George Tenga war verzweifelt. Der Katechist der kleinen Kirchengemeinde von Sabuli hatte seine ganzen Lebensersparnisse verloren. Zehn Pfund hatte er zurückgelegt, damals - 1955 - eine Menge Geld. Viele Jahre hatte er monatelang im Süden Ghanas in den Kakaoplantagen gearbeitet. Wenn es in der Savanne im Norden Ghanas in der Trockenzeit keine Arbeit gab, hatte George sich auf der Suche nach Arbeit auf den langen und beschwerlichen Weg in den Süden begeben. Penny um Penny war sein kleines Vermögen durch harte Arbeit gewachsen. Was George sich absparte, tauschte er nach und nach gegen einen Geldschein ein. Die Scheine hob er in einer Players Zigarettendose aus Blech auf, Als er Katechist geworden war, hatte er die Dose mit dem Geld an einem sicheren Ort unter dem Fußboden seines Hauses vergraben. Nach einigen Jahren hätte er etwas Geld gebraucht. Das Fahrrad musste repariert werden und eine neue Hacke für die Feldarbeit war dringend nötig. Also beschloss der Katechist, auf seine Rücklagen zurückzugreifen.
Die Blechdose mit dem gut verschlossenen Deckel sah nicht mehr so aus wie damals, als George sie vergraben hatte. Die dunkelblaue Farbe war einem bräunlichen Rot gewichen, und an einigen Stellen war die Dose sogar durchgerostet. Doch traurig wurde der Katechist erst, als er die Dose öffnete und nur noch Papierkrümel fand. Sein Geld war weg. Die Termiten hatten sich darüber hergemacht und die Geldscheine fast gänzlich aufgefressen.

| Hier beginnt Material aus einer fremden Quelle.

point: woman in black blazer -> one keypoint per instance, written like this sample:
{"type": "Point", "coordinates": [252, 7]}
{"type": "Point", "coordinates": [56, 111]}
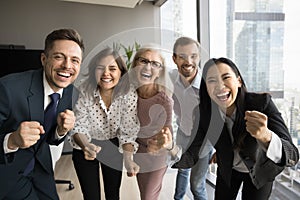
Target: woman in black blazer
{"type": "Point", "coordinates": [252, 142]}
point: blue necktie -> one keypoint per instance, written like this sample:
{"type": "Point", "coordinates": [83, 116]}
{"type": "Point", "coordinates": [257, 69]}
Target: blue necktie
{"type": "Point", "coordinates": [50, 113]}
{"type": "Point", "coordinates": [49, 122]}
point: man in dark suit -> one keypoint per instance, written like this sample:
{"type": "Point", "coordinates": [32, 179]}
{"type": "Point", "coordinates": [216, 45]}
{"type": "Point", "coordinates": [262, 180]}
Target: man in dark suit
{"type": "Point", "coordinates": [25, 161]}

Die Rückkehr der Lebensersparnisse

Pater John McNulty, ein schottischer Afrikamissionar, kam einen Tag nach der traurigen Entdeckung von der Hauptmission Jirapa zu einem Besuch auf die Außenstation Sabuli. Er bemerkte, dass der Katechist Kummer hatte und erkundigte sich nach dem Grund.
Stockend berichtete der Mann, was mit seinem er sparten Geld geschehen war. Der Pater sah sich die Überreste der teuren Termitenmahlzeit an. Einige Anzeichen, dass es sich einst um Pfundnoten gehandelt hatte, waren noch zu erkennen. Er bat den Katechist um die Überbleibsel, nahm sie mit und schrieb an einen Bankmanager in Accra. Der verlangte, die Geldscheinreste zu sehen, und es dauerte nur wenige Wochen, bis Pater McNulty ein Schreiben mit zehn druckfrischen Pfundnoten erhielt. Die Freude von George Tenga ist unschwer zu begreifen, als er den Ersatz für seine Lebensersparnisse ausgehändigt bekam.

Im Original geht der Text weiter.